イギリス人R&Bシンガー、エイミー・ワインハウスとフランス人女優デルフィーヌ・セイリグのミックスによる60年代のジャズ音楽に合わせてスタートしたジャンポール・ゴルチエの2011-12年秋冬。タイトルは「Bourgeoise sans age」(永遠のブルジョアジー)。歳を重ねた貴婦人達が持つ、洗練された気品に裏打ちされた美しさを称えたコレクション。
フランス女優、ヴァレリー・ルメルシェがキャットウォークの上で傘をを放り投げ、彼女に続いて登場したモデル達も皆スカーフやバッグ、ジャケットを次々と脱ぎ捨てていく。

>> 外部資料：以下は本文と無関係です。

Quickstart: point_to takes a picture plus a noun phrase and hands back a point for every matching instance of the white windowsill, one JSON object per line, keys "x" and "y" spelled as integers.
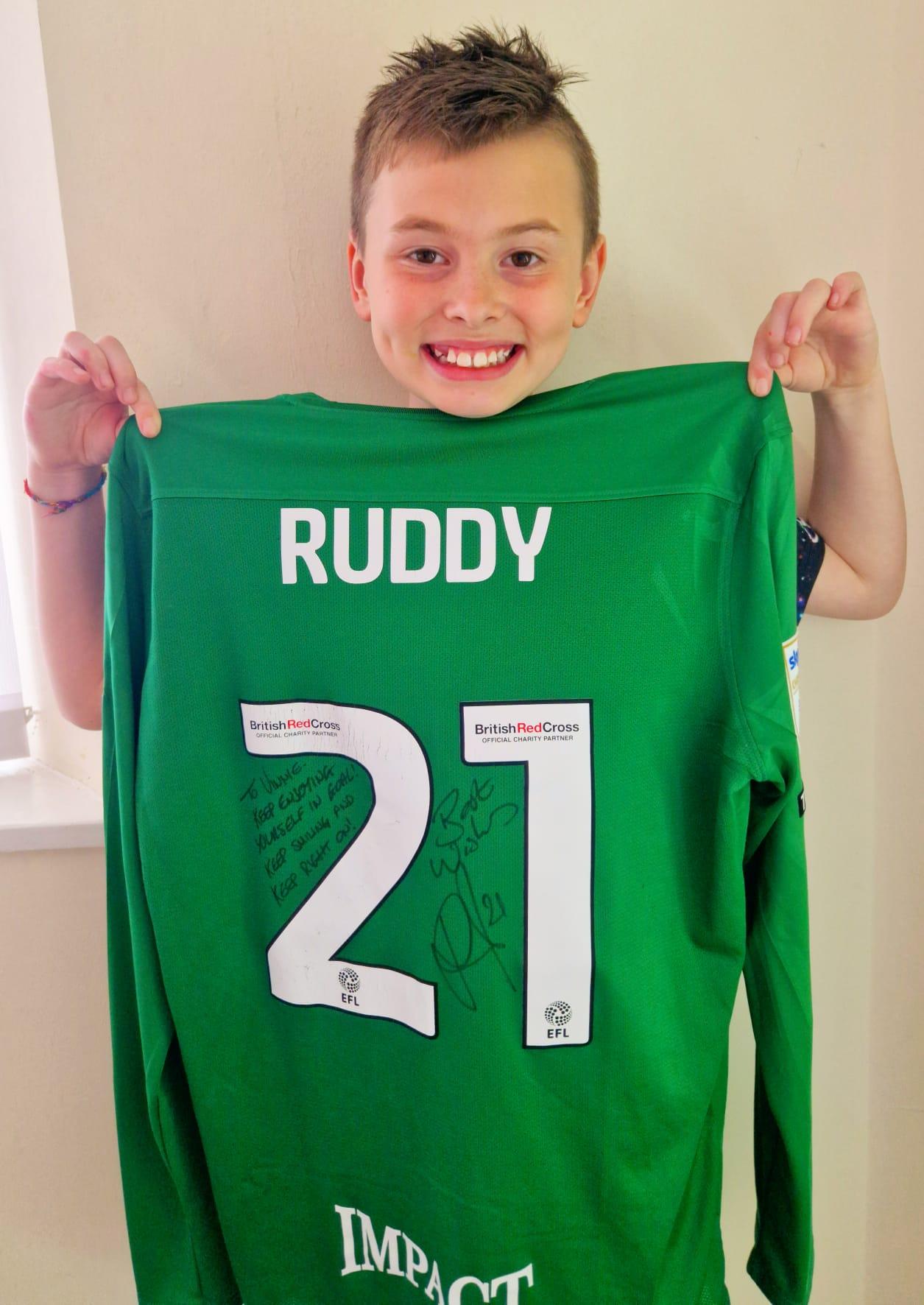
{"x": 40, "y": 808}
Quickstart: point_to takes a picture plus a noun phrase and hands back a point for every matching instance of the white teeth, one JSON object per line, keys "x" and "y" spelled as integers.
{"x": 481, "y": 359}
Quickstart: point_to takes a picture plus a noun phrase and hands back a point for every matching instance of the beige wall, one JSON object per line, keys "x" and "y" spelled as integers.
{"x": 202, "y": 157}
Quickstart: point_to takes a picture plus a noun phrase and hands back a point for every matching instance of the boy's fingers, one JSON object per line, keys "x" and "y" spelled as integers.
{"x": 80, "y": 349}
{"x": 120, "y": 367}
{"x": 147, "y": 412}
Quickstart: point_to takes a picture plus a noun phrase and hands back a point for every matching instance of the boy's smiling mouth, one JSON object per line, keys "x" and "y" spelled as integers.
{"x": 473, "y": 363}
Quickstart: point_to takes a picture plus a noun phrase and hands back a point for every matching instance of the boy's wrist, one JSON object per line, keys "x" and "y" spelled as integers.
{"x": 841, "y": 398}
{"x": 59, "y": 483}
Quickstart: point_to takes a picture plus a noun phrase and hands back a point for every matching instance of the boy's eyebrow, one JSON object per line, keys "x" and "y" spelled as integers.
{"x": 418, "y": 223}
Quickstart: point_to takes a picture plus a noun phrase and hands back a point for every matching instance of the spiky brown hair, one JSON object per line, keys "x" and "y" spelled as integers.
{"x": 483, "y": 86}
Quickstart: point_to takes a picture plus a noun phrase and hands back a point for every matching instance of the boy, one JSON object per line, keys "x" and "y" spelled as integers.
{"x": 442, "y": 331}
{"x": 476, "y": 289}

奔放で自由、自信に満ちた笑顔で颯爽と歩く彼女達のヘアスタイルは白髪を60年代のビーハイブ(蜂の巣のようにふくらませたアップスタイル)風。キトンヒール(低めの細いヒール)のパンプスや、タートルネックニット、マニッシュなパンツ、ラメリブニットのカーディガン、ボウタイブラウス等、60年代の雰囲気をフラッシュバックさせるアイテムも随所に登場した。アラン ミクリとのコラボレーションのサングラスもレトロでユニークなデザイン。
今季ポイントは、ラグジュアリーな素材使いとモダンな柄使い、そこにクラシカルな美しいシルエットが加わる。トラディッショナルなタータンチェックのジャケットはベルベッド素材で、ジャンプスーツも黒のシルクでイブニングドレスに負けない華やかさを放つ。マニッシュなピンストライプのトレンチコートはトロンプルイユ(だまし絵)の仕掛けが隠され、その下から現れるのはレディライクなひざ丈スカートにシルクのブラウス、そしてワンピース。ネオンイエローのサテンブラウスに金襴緞子風の鮮やかな刺繍が散りばめられたパンツを合わせたり、ネオングリーンのブラウスにミッドナイトブルーを合わせたりと、鮮やかなカラーがぶつかり合うスタイルは目映いばかり。ゴルチエのショーの常連となった美しいメンズモデルアンドレイ・ペジック(Andref Pejic)はファーが贅沢にあしらわれたダウンジャケットを纏って登場。女性よりも美しい少年がゴルチエによってゴージャスなマダムに変身した。
アンファン・テリブル(恐るべき若き天才)としてのデビュー以来パリに愛されてきたゴルチエだからこそ表現できる、パリのブルジョアジーの心意気。フィナーレの最後にはヴァレリー・ルメルシェが再登場し、ゴルチエと抱き合って新しいコレクションの成功を祝福した。